While there have been fraudulent claims and confusion by patients between awareness and memories of events at induction or emergence, the vast majority of claims of awareness are genuine.
It is important that the patient’s experience is taken seriously and that sympathy is expressed. Denial of the veracity of the patient’s claim is very likely to worsen psychological outcome after awareness.
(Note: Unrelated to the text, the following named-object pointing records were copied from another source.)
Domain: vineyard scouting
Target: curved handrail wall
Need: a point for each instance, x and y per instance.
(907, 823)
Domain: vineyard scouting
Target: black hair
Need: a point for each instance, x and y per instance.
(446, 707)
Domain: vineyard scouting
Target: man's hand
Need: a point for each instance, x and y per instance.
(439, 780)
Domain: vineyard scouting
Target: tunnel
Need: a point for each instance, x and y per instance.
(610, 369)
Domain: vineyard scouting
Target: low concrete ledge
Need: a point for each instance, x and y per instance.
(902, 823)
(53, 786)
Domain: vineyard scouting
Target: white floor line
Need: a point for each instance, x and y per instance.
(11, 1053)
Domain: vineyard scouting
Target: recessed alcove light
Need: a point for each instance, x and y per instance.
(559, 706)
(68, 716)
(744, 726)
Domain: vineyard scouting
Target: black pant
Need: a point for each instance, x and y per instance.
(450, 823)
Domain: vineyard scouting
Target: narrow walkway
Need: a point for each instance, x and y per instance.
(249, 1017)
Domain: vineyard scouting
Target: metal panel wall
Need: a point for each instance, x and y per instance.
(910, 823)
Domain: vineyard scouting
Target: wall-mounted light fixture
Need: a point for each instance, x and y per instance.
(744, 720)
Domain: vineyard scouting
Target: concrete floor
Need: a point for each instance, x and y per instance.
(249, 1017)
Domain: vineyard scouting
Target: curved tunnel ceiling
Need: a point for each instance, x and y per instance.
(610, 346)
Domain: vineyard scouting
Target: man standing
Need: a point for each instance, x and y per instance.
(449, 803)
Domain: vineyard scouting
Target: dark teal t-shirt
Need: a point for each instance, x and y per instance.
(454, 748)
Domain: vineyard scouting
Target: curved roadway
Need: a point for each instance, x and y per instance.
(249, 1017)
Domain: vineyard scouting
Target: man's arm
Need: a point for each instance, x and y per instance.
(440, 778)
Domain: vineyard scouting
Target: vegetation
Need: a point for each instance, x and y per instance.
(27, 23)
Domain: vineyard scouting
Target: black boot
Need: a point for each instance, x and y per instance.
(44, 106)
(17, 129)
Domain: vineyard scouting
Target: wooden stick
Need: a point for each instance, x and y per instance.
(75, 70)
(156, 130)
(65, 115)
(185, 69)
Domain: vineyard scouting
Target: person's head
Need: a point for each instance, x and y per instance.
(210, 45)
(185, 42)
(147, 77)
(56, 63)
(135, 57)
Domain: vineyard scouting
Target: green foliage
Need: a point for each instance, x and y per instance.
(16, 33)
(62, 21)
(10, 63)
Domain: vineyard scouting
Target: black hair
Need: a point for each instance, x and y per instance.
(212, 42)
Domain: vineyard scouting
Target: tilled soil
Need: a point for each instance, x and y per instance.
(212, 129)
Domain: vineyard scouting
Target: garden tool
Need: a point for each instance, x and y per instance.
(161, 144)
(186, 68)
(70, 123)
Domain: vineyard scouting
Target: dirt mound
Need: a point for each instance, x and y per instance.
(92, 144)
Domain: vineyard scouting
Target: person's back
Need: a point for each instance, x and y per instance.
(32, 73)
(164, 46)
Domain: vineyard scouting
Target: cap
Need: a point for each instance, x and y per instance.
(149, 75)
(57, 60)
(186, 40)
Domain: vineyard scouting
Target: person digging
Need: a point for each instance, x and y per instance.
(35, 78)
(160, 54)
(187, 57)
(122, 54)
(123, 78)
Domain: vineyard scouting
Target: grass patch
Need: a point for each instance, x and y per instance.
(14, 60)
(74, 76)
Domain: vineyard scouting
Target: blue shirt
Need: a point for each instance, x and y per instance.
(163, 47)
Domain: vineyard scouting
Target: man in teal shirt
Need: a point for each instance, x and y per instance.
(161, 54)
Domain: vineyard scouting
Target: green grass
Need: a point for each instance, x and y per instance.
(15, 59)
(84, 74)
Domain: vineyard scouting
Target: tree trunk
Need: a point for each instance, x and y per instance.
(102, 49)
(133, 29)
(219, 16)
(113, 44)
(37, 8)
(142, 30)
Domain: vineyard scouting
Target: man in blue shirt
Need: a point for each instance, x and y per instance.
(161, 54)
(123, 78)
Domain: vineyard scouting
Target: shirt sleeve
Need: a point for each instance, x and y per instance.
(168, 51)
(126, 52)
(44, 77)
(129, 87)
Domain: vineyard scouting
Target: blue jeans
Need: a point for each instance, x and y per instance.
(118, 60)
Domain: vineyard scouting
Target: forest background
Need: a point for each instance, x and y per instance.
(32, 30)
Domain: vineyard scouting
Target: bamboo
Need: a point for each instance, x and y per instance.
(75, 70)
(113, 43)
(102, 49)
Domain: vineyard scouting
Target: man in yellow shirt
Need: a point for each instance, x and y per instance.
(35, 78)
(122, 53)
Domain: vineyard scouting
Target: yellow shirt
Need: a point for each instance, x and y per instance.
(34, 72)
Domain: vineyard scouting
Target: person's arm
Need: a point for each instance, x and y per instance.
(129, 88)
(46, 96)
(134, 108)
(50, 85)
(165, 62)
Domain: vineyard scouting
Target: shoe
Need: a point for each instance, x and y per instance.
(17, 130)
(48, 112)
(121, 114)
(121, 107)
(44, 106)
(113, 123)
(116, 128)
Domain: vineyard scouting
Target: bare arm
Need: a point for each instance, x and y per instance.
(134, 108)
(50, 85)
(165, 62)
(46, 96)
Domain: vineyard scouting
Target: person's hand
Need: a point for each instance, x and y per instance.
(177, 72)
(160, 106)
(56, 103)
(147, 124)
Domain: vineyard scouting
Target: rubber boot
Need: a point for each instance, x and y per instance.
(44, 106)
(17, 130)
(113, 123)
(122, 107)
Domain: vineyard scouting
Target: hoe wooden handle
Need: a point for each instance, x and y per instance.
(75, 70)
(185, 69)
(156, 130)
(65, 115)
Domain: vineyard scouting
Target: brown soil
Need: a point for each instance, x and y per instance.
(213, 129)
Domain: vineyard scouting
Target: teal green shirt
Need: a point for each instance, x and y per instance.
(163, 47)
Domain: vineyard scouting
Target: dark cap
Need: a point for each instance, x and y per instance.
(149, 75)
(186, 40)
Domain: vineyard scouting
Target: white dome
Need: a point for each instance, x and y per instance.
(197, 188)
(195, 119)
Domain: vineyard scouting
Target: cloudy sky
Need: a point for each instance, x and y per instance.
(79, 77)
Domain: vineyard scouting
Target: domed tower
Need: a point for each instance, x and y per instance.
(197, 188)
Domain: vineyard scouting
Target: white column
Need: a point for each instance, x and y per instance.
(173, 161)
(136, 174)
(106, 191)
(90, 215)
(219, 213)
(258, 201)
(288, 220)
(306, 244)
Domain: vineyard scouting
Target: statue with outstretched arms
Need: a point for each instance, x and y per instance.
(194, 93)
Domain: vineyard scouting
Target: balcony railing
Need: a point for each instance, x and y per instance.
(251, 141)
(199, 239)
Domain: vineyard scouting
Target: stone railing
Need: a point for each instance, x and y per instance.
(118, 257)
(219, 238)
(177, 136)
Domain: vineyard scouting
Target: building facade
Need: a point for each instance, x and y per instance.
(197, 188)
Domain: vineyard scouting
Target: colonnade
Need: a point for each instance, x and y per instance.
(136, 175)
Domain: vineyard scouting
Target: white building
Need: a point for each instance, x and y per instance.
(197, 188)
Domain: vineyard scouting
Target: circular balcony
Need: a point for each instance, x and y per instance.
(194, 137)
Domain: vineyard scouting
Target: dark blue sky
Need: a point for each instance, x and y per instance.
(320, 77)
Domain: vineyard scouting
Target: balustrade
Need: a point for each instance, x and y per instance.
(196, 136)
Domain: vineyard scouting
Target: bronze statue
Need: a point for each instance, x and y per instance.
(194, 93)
We spoke with the Anaesthesiologists at an Australian Anaesthetic billing company, Fast Tracking Anaesthetic Billing Services. The following recommendations were provided to reduce the risk of awareness.
Premedication with benzodiazepines, or administration of benzodiazepines during induction, reduces the incidence of awareness, particularly in the high-risk period a few minutes after induction. Adequate doses of anaesthetic agents should be given. If cardiovascular or respiratory depression occurs then these systems may require support (e.g. mechanical ventilation, inotropes). Titration of anaesthetic agents to arterial pressure risks intraoperative awareness.
In high-risk situations, the use of a monitor of depth of anaesthesia (e.g. BIS) is probably justified. Such situations include Caesarean section, emergency surgery, surgery associated with large blood loss and patients with a history of previous intraoperative awareness. The use of such monitoring may also be advisable in patients in whom clinical signs of light anaesthesia may be masked (e.g. concurrent β-blockers, diabetes).